Pesquisa do Ibre/FGV (Instituto Brasileiro de Economia da Fundação Getúlio Vargas) constatou que 55% das mulheres negras ocupam funções associadas à informalidade, com remunerações mais baixas.
Este cenário é agravado pela discrepância salarial, já que a remuneração média das mulheres negras representa apenas 48% do que os homens brancos ganham, 62% do que as mulheres brancas recebem e 80% do que os homens negros ganham.
Apesar do aumento na escolaridade, as melhorias em outros indicadores ainda são insuficientes.
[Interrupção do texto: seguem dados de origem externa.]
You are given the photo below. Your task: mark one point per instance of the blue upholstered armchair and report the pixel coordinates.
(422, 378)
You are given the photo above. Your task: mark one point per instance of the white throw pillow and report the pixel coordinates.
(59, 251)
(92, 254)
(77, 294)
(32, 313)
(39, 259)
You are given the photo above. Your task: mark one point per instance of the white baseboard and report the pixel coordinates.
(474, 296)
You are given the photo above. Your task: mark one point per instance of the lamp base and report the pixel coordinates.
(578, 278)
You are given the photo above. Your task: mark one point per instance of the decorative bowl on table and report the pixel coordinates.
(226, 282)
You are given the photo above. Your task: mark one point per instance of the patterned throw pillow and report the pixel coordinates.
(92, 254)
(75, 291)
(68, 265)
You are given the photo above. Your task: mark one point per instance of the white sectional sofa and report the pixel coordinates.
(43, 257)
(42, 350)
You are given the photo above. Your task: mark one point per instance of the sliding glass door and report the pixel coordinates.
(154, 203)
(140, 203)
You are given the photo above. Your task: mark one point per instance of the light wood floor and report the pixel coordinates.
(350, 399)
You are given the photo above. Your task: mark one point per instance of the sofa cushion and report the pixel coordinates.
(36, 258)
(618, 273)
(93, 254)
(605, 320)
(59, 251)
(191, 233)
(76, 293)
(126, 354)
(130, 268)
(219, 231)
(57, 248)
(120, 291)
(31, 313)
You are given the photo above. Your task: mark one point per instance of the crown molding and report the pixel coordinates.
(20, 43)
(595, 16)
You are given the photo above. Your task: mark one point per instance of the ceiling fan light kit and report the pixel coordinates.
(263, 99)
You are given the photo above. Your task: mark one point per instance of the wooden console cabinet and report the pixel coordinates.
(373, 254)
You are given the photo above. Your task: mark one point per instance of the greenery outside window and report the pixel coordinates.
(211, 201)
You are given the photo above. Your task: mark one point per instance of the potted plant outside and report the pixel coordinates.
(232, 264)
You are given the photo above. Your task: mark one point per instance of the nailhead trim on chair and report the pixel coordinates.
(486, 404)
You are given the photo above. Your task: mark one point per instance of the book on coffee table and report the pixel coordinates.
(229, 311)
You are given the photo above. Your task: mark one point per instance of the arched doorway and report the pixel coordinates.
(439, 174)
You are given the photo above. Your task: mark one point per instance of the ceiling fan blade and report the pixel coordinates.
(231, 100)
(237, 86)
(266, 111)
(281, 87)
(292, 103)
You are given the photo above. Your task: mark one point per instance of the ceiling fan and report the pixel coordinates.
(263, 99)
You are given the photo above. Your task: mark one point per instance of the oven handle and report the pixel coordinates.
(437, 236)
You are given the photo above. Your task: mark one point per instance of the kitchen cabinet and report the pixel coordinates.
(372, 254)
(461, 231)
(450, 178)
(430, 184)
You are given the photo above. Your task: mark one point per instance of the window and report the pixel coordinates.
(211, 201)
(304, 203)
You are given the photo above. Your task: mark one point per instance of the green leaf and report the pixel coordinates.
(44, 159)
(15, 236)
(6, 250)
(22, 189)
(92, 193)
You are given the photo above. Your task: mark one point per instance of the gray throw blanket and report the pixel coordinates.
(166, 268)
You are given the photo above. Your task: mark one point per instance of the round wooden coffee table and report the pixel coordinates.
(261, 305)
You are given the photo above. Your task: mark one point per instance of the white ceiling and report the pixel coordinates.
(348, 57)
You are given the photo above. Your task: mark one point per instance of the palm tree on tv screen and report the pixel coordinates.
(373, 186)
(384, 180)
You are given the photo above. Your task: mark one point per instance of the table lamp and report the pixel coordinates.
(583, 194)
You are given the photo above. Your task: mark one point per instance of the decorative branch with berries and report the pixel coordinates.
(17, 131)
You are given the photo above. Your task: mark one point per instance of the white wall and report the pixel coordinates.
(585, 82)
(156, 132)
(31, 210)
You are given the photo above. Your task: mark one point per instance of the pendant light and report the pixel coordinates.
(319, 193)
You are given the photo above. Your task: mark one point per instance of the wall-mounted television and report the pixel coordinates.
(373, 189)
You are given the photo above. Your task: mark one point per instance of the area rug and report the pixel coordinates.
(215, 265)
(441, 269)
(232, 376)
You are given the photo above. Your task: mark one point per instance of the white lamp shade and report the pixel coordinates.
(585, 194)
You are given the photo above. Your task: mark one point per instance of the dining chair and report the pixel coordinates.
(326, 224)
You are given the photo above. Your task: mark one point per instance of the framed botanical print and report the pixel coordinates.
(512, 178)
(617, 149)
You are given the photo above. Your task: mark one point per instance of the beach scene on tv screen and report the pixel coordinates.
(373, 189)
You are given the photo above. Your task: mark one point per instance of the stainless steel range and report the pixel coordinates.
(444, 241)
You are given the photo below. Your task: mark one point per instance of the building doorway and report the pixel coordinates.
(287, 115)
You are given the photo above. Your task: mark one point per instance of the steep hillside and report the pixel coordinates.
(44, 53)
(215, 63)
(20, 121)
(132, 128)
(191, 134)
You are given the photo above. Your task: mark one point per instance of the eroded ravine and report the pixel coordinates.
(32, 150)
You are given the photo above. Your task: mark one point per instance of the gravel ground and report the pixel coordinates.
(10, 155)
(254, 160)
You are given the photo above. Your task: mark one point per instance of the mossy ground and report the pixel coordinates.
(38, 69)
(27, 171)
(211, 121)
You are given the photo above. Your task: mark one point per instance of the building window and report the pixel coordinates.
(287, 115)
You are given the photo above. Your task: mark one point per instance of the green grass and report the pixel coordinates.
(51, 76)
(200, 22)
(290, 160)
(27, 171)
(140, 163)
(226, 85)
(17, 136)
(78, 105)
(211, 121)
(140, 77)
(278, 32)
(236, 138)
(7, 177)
Entre 2012 e 2022, o número de mulheres negras com ensino superior completo dobrou, passando de 6% para 12%. Contudo, estes progressos não foram transformados em ganhos salariais equiparados.
Além disto, apenas 51% das mulheres negras em idade para trabalhar estavam empregadas ou buscando uma atividade remunerada nos primeiros três meses de 2023. Este número é inferior à taxa de participação do Brasil como um todo, que é de 61%.
O desemprego também é mais alto para as negras e chegou a 13,1% no primeiro trimestre, comparado a 8,8% para o total do país, conforme dados do IBGE (Instituto Brasileiro de Geografia e Estatística).